2012-06-13 16:01:16 | 映画遍歴

命を賭けてやっとのこと脱北してきた青年。しかし、やって来た新天地は最下層でもがく日常の繰り返しで、希望など何も見えない。一体全体何のために逃げて来たのか、、。生きることは何と過酷か!

ダサい風貌の青年である。しかも非合法のポスター貼りをやらせてもすぐ剥がれ、使いものにならない。同じ脱北者のアパートに居候しているが衣類まで借りている状態である。
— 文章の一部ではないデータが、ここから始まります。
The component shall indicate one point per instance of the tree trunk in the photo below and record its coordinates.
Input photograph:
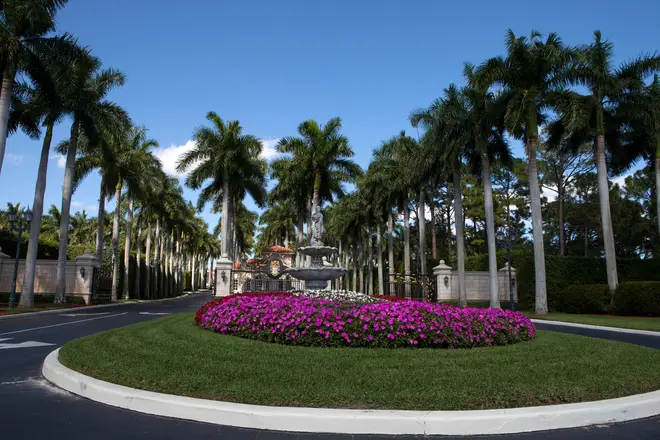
(115, 242)
(127, 250)
(406, 246)
(193, 275)
(308, 259)
(100, 229)
(434, 242)
(138, 253)
(560, 206)
(605, 215)
(490, 234)
(390, 250)
(5, 101)
(537, 228)
(460, 245)
(299, 240)
(379, 252)
(657, 181)
(147, 261)
(67, 191)
(27, 291)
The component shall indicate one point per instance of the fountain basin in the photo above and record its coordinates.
(316, 277)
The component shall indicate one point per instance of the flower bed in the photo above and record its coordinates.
(300, 320)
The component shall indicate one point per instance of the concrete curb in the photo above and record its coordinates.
(353, 421)
(85, 308)
(596, 327)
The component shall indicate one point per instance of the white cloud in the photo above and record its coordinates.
(14, 158)
(61, 160)
(171, 155)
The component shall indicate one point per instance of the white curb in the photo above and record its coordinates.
(353, 421)
(596, 327)
(99, 306)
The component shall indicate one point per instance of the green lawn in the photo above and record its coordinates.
(171, 355)
(636, 323)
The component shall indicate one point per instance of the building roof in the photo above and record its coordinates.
(280, 249)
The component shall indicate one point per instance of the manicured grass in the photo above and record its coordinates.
(636, 323)
(171, 355)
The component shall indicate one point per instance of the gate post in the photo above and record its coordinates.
(223, 275)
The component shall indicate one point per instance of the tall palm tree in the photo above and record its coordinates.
(323, 154)
(531, 70)
(26, 47)
(228, 159)
(443, 121)
(589, 116)
(85, 94)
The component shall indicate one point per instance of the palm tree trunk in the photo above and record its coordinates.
(460, 244)
(308, 259)
(390, 250)
(127, 250)
(421, 220)
(657, 180)
(406, 245)
(156, 290)
(490, 234)
(115, 242)
(370, 265)
(224, 220)
(5, 101)
(299, 241)
(27, 291)
(562, 232)
(67, 191)
(100, 229)
(138, 253)
(147, 262)
(434, 242)
(379, 252)
(193, 275)
(537, 228)
(605, 215)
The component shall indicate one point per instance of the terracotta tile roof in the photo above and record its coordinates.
(277, 248)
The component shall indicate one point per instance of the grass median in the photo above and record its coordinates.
(171, 355)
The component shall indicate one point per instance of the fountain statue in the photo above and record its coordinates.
(316, 276)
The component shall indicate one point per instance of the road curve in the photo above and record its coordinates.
(30, 408)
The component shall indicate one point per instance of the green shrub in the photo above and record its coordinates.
(562, 272)
(585, 298)
(640, 298)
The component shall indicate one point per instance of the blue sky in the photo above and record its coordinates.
(272, 65)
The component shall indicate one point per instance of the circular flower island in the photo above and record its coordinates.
(349, 319)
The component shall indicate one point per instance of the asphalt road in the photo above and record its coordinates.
(30, 408)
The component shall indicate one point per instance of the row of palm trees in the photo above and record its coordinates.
(467, 129)
(48, 79)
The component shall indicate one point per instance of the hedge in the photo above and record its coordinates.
(585, 298)
(562, 272)
(640, 298)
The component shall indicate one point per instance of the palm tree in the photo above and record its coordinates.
(443, 121)
(323, 155)
(230, 160)
(531, 70)
(85, 91)
(26, 48)
(589, 116)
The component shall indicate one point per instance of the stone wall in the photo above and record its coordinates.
(45, 281)
(476, 284)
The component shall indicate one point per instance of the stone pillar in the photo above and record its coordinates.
(442, 273)
(503, 281)
(84, 274)
(223, 275)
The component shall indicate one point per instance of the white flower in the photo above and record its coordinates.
(333, 295)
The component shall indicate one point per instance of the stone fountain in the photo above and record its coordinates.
(316, 276)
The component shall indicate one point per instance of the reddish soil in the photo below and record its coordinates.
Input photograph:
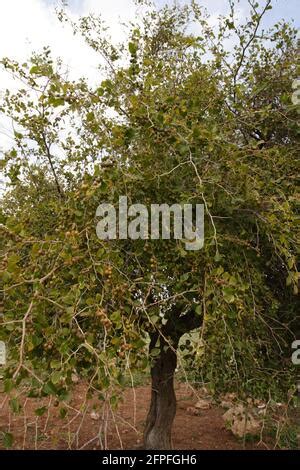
(119, 429)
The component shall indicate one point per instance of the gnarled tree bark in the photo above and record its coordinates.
(157, 434)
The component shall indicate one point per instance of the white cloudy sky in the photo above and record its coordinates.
(30, 24)
(27, 25)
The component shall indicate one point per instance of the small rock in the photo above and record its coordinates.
(202, 405)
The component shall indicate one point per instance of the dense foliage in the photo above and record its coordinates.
(175, 118)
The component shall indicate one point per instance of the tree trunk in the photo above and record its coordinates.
(162, 410)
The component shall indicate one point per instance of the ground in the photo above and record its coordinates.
(91, 428)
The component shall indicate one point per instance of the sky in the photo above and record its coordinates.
(28, 25)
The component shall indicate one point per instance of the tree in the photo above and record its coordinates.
(177, 119)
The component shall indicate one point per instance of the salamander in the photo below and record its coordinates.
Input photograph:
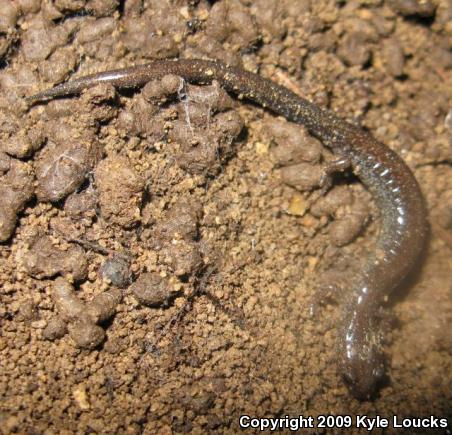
(393, 186)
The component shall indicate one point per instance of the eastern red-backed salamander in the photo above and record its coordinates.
(390, 181)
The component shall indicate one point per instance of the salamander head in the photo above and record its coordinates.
(363, 372)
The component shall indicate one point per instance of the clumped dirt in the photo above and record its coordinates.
(165, 251)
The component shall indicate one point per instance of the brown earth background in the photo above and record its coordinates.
(165, 252)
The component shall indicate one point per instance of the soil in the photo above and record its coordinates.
(163, 250)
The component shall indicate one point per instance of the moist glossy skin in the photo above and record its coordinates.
(386, 176)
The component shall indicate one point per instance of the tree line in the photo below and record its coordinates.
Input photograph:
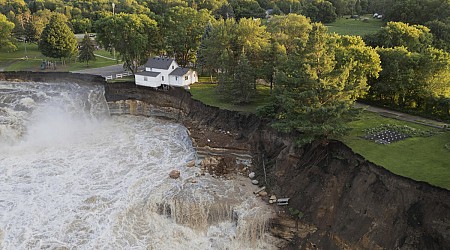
(314, 76)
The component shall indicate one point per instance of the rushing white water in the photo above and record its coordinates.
(71, 177)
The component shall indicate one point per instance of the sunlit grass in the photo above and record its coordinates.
(419, 158)
(30, 59)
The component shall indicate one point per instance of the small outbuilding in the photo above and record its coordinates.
(163, 71)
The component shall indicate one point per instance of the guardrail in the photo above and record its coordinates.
(120, 75)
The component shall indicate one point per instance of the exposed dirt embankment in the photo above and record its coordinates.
(344, 201)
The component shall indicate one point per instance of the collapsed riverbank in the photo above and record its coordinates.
(344, 201)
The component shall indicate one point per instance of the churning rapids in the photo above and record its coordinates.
(74, 177)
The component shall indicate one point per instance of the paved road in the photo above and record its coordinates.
(117, 69)
(401, 116)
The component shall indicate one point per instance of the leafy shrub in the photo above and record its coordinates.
(406, 130)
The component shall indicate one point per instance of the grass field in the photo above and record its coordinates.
(348, 26)
(207, 93)
(420, 158)
(30, 59)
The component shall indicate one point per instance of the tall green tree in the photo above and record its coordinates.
(86, 53)
(409, 78)
(6, 28)
(57, 39)
(319, 83)
(229, 48)
(133, 36)
(441, 33)
(183, 30)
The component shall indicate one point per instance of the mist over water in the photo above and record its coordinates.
(72, 177)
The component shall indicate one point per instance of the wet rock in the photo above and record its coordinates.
(174, 174)
(272, 199)
(190, 164)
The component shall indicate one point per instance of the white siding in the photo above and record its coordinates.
(151, 81)
(191, 78)
(176, 81)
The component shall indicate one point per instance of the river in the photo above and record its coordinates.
(74, 177)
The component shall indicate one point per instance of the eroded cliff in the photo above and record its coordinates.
(345, 202)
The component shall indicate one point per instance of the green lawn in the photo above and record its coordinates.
(206, 93)
(348, 26)
(31, 59)
(420, 158)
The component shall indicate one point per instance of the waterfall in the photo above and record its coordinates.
(72, 176)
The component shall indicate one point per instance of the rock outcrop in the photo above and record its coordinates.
(346, 202)
(338, 200)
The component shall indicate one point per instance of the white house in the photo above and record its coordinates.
(160, 71)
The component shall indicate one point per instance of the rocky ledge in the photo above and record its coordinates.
(337, 199)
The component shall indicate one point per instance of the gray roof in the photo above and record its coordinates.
(159, 62)
(179, 71)
(148, 73)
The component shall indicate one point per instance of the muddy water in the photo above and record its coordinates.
(73, 177)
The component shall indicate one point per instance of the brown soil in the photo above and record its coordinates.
(347, 202)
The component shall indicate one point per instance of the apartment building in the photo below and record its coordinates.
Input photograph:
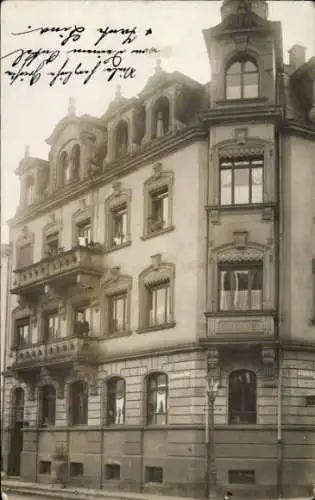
(167, 244)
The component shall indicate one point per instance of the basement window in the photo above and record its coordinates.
(112, 472)
(76, 469)
(154, 475)
(241, 476)
(44, 467)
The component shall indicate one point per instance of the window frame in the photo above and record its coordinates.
(151, 394)
(78, 415)
(51, 405)
(249, 266)
(232, 168)
(22, 322)
(160, 180)
(242, 61)
(111, 397)
(244, 400)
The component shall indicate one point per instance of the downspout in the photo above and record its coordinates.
(279, 283)
(6, 341)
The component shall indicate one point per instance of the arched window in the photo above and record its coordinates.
(18, 406)
(242, 397)
(161, 117)
(157, 391)
(121, 139)
(115, 401)
(30, 190)
(75, 162)
(47, 405)
(64, 169)
(242, 78)
(78, 403)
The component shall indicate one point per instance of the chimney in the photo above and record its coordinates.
(297, 56)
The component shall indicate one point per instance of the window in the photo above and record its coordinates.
(242, 80)
(24, 255)
(161, 117)
(117, 313)
(52, 244)
(23, 332)
(242, 397)
(116, 401)
(48, 405)
(51, 326)
(157, 388)
(18, 406)
(82, 320)
(241, 181)
(75, 162)
(76, 469)
(64, 169)
(78, 403)
(119, 225)
(242, 476)
(112, 472)
(159, 210)
(153, 475)
(158, 310)
(121, 139)
(241, 287)
(44, 467)
(30, 190)
(84, 231)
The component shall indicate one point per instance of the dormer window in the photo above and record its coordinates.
(64, 168)
(161, 117)
(75, 162)
(242, 80)
(121, 139)
(30, 190)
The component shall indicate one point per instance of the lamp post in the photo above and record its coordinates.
(212, 391)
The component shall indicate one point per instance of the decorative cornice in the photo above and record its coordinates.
(118, 169)
(244, 112)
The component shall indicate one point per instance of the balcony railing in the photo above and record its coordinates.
(60, 265)
(245, 325)
(57, 352)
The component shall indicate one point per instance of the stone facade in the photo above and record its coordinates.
(264, 446)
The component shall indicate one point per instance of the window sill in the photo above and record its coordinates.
(116, 335)
(118, 247)
(244, 312)
(156, 328)
(157, 233)
(241, 100)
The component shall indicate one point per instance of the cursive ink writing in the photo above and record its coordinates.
(129, 34)
(74, 35)
(60, 65)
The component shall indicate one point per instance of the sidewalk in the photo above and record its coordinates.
(70, 493)
(55, 491)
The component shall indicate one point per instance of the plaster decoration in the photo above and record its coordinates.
(269, 362)
(158, 273)
(120, 199)
(240, 239)
(161, 179)
(240, 135)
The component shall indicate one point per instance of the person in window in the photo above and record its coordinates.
(82, 327)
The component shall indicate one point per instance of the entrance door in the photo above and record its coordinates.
(16, 438)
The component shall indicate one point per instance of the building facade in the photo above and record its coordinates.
(165, 245)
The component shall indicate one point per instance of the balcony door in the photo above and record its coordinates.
(16, 433)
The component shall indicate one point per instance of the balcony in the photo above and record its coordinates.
(60, 270)
(240, 326)
(57, 354)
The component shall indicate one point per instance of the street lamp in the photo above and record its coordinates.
(212, 390)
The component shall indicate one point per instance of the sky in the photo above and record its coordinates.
(30, 113)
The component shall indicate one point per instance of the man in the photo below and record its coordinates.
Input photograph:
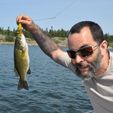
(88, 57)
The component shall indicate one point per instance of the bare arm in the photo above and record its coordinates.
(49, 47)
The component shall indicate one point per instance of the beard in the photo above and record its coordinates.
(88, 70)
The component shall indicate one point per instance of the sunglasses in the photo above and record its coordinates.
(83, 52)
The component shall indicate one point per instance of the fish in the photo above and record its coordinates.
(21, 58)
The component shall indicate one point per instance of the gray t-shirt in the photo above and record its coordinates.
(100, 90)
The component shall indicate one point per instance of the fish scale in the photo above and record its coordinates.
(21, 58)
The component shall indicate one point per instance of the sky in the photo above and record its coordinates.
(60, 14)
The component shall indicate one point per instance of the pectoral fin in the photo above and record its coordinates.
(29, 71)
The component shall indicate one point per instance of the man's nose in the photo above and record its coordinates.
(77, 60)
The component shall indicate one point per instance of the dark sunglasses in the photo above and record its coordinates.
(83, 52)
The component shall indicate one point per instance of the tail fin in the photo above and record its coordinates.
(22, 84)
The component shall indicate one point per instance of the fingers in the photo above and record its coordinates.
(23, 19)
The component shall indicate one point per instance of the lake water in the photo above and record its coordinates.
(52, 88)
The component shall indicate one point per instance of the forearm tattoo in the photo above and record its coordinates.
(45, 43)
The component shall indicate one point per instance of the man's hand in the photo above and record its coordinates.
(26, 22)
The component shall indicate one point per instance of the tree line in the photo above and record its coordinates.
(9, 35)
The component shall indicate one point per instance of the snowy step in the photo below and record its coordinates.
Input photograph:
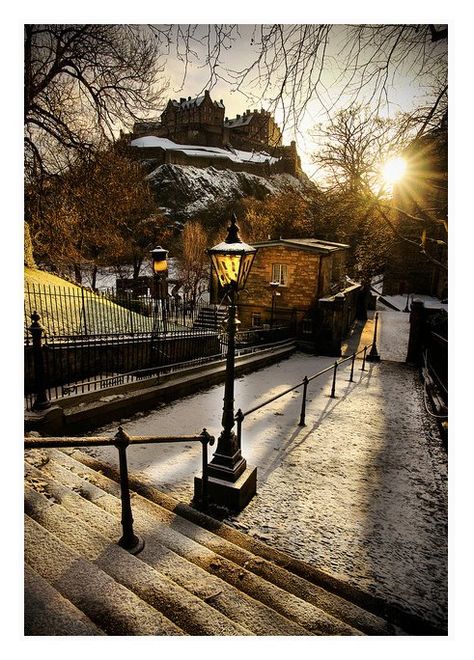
(242, 550)
(192, 614)
(155, 524)
(305, 615)
(47, 612)
(109, 605)
(226, 599)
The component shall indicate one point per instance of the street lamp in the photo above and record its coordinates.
(160, 283)
(231, 483)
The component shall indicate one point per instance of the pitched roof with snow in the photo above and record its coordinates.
(305, 244)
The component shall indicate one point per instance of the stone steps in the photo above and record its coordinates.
(187, 579)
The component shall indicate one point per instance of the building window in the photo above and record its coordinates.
(307, 327)
(256, 320)
(280, 274)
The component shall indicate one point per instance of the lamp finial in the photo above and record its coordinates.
(233, 231)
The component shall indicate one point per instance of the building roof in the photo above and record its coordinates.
(306, 244)
(184, 104)
(243, 120)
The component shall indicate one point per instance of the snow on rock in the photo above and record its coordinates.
(360, 491)
(235, 155)
(185, 190)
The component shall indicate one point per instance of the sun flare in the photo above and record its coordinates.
(394, 169)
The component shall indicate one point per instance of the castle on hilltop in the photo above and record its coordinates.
(195, 131)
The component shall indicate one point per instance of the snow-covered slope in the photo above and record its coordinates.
(186, 190)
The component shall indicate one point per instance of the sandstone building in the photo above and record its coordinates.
(195, 131)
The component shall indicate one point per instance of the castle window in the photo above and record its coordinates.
(280, 274)
(256, 320)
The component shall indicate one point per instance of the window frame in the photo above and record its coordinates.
(279, 269)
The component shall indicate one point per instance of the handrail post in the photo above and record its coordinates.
(239, 417)
(374, 356)
(333, 388)
(129, 541)
(42, 401)
(351, 377)
(302, 421)
(206, 440)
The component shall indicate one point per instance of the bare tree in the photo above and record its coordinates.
(289, 66)
(102, 211)
(354, 144)
(82, 82)
(193, 261)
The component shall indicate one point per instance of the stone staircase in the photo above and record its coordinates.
(211, 317)
(195, 575)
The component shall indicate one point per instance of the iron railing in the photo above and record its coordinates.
(368, 355)
(78, 311)
(129, 540)
(57, 367)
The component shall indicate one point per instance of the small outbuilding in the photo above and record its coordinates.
(302, 283)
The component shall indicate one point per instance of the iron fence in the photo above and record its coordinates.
(67, 311)
(60, 366)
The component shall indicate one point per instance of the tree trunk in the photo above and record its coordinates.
(77, 274)
(137, 263)
(94, 278)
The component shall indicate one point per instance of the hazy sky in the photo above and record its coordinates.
(404, 91)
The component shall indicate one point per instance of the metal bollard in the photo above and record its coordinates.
(129, 541)
(333, 389)
(239, 419)
(374, 356)
(351, 377)
(42, 401)
(206, 440)
(303, 402)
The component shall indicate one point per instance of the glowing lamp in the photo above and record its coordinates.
(159, 256)
(232, 259)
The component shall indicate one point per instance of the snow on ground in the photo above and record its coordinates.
(360, 491)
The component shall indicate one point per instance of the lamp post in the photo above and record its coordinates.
(160, 282)
(407, 306)
(231, 482)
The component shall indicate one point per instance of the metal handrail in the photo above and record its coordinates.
(373, 355)
(121, 440)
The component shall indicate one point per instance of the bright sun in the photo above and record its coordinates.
(394, 169)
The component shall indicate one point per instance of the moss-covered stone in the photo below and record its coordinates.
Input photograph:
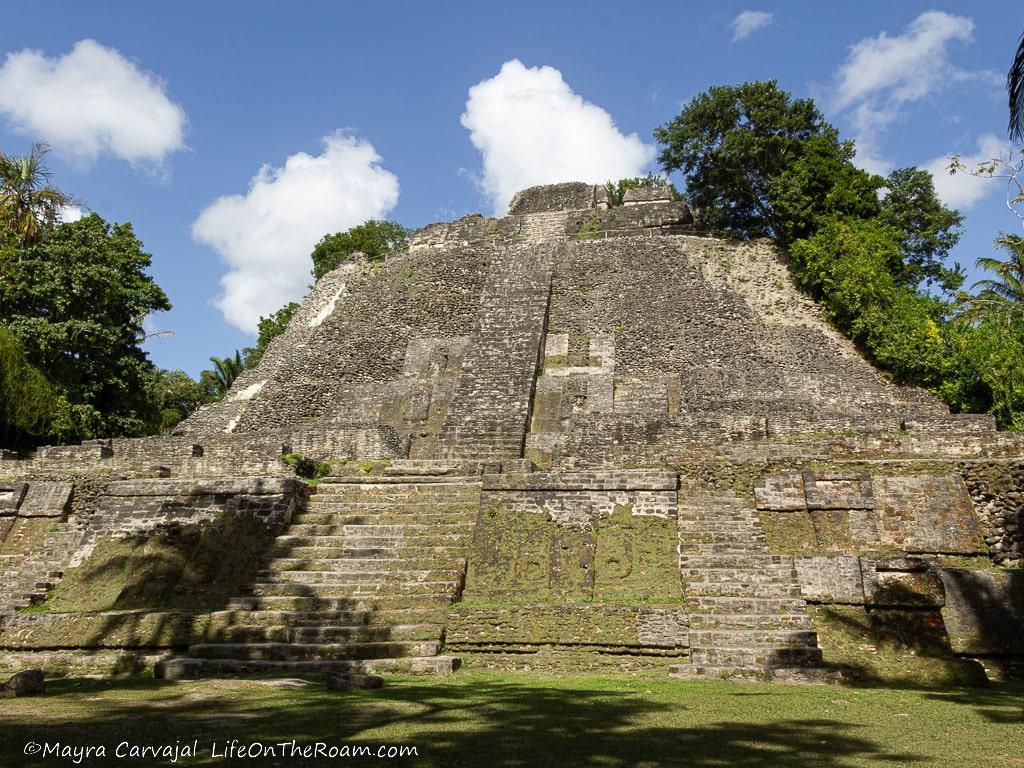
(192, 568)
(903, 647)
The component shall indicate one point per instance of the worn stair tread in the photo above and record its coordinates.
(186, 668)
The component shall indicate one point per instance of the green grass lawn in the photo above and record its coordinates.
(479, 718)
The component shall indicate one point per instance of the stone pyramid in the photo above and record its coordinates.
(581, 436)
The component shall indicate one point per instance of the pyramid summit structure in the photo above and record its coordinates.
(582, 436)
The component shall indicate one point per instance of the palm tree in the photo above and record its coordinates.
(225, 371)
(1015, 85)
(29, 203)
(1005, 293)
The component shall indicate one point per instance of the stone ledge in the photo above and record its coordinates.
(200, 486)
(596, 480)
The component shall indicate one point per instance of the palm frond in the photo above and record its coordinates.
(1015, 88)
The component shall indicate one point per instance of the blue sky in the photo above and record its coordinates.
(365, 110)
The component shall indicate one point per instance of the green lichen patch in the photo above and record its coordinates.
(790, 534)
(636, 560)
(26, 535)
(193, 568)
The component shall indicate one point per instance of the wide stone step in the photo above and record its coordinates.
(757, 656)
(389, 526)
(350, 517)
(369, 553)
(189, 669)
(719, 604)
(750, 621)
(792, 675)
(325, 617)
(381, 603)
(751, 561)
(740, 589)
(753, 638)
(724, 548)
(782, 573)
(407, 576)
(355, 591)
(370, 539)
(394, 493)
(365, 563)
(311, 651)
(325, 634)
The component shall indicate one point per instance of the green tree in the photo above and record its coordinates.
(270, 328)
(986, 369)
(821, 182)
(30, 205)
(225, 371)
(848, 265)
(617, 189)
(177, 396)
(28, 402)
(928, 229)
(376, 239)
(76, 302)
(730, 141)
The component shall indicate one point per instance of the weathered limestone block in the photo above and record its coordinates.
(599, 625)
(927, 513)
(101, 630)
(27, 683)
(780, 493)
(901, 582)
(46, 500)
(646, 195)
(830, 580)
(570, 196)
(838, 491)
(996, 491)
(521, 552)
(984, 610)
(11, 495)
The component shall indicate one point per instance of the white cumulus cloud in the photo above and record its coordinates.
(88, 101)
(962, 189)
(266, 235)
(531, 129)
(881, 75)
(71, 213)
(750, 22)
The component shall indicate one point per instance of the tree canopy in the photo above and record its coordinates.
(76, 301)
(29, 203)
(872, 251)
(375, 239)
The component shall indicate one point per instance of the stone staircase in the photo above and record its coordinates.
(26, 580)
(360, 580)
(491, 403)
(748, 621)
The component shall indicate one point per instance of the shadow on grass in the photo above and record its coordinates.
(479, 724)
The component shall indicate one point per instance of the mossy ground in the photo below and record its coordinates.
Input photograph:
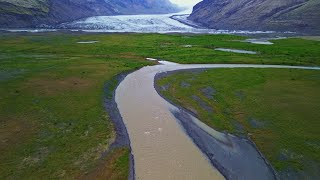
(51, 103)
(277, 108)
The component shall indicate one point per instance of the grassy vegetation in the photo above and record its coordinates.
(51, 113)
(277, 108)
(51, 106)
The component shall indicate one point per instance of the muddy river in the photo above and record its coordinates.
(161, 146)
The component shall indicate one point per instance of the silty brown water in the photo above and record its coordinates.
(161, 148)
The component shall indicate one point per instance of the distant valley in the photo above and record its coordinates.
(35, 13)
(276, 15)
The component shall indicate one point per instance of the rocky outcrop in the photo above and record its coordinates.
(32, 13)
(275, 15)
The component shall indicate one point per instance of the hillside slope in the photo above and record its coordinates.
(277, 15)
(31, 13)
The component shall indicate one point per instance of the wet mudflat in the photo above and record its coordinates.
(160, 143)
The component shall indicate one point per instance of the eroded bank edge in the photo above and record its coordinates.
(122, 137)
(183, 115)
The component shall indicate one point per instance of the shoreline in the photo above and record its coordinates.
(201, 138)
(110, 105)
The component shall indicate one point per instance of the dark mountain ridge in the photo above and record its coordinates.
(276, 15)
(34, 13)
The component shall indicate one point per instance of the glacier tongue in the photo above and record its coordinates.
(156, 23)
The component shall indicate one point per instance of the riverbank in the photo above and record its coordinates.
(223, 102)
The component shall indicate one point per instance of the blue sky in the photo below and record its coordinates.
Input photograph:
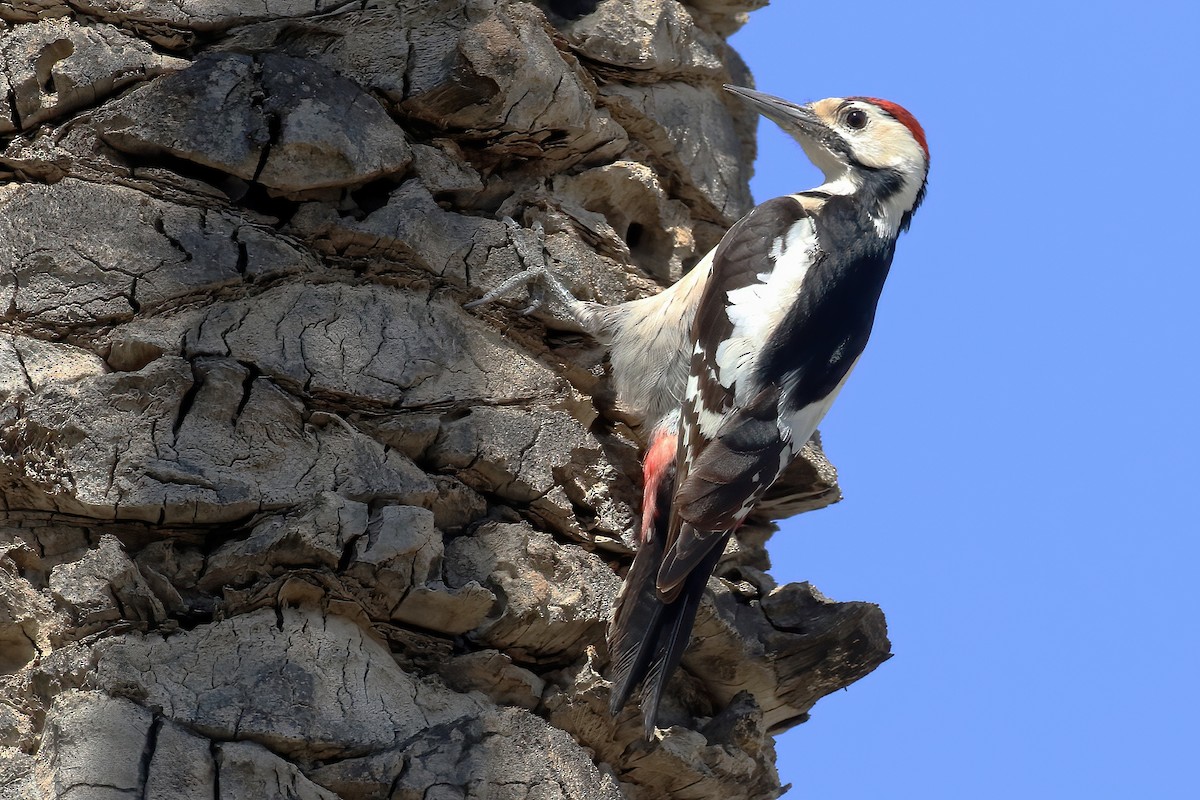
(1019, 446)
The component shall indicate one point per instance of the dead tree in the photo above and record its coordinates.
(279, 517)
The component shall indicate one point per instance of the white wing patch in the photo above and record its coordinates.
(759, 308)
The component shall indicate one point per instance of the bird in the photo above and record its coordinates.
(733, 366)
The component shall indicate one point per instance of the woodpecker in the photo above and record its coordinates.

一方、脱北者にはまともな仕事も紹介してもらえない政治情勢である。彼らは南では厄介者扱いなのである。このままでは最下層にくすぶり、犯罪者になるのが落ちではないかと危惧される絶望的な状況である。

そんな消えてしまった希望のもと、明日のない非合法ポスター貼り(これさえクビになってしまうが、、)の日常が淡々と描写される。同じ朝鮮人でも脱北者は歓迎される身ではなさそうだ。

そんな青年、彼の生きる糧はキリスト教の信仰と身を寄せる子犬だけであった。教会での聖歌隊である女性に一目ぼれした青年はストーカーごとき後をつける。彼女がカラオケ店を任されていることを知り何とかそこで働くことになる。しかし、ぶきっちょな青年はそこでもうまく立ち回れずクビになってしまう。

 本当に希望のない話である。でも何故かこの話は今の日本に通じるものがあるのに僕らは気づく。仕事を見つけられない若者。カネもなく、明日のことさえ見い出せない日常、そしてその繰り返し。

この閉塞感は実際、脱北者と本当はそれほど変わらないのではないか、と思われる。脱北者と違い、ある程度それらしき生活水準を経験していたことが逆に大きな足枷になっている。

実は彼は大きな罪を2度も犯してしまうのだが、この映画を見ている観客がそれを責めることは出来ないだろう。それは生きる上での正当防衛とでも言うべき行為であるからだ。だが、鮮烈なラストは彼のさらなる困難を暗示して終わる。彼もそれを自覚する秀逸なラストシーンである。

ちょっと感じは違うが、僕が昔若い時に繰り返し見た『真夜中のカーボーイ』に印象が似ている。あこがれた南朝鮮やフロリダはどこにもなかった。あるのはまさに非情な日常のみ。そんな過酷な青春、、。

ナイキの青いダウンジャケットからはじきこぼれる羽毛。青春の喪失。それをガムテープで修理し、子犬の暖かな床にしつらえる優しさ。子犬に青年の思いが伝わるシーンの美しさ。一方、カネを盗んで身づくろいをした颯爽とした青年が一瞬まばゆい。しかしその輝きが後でやけに哀しく空しく残る映画でもあった。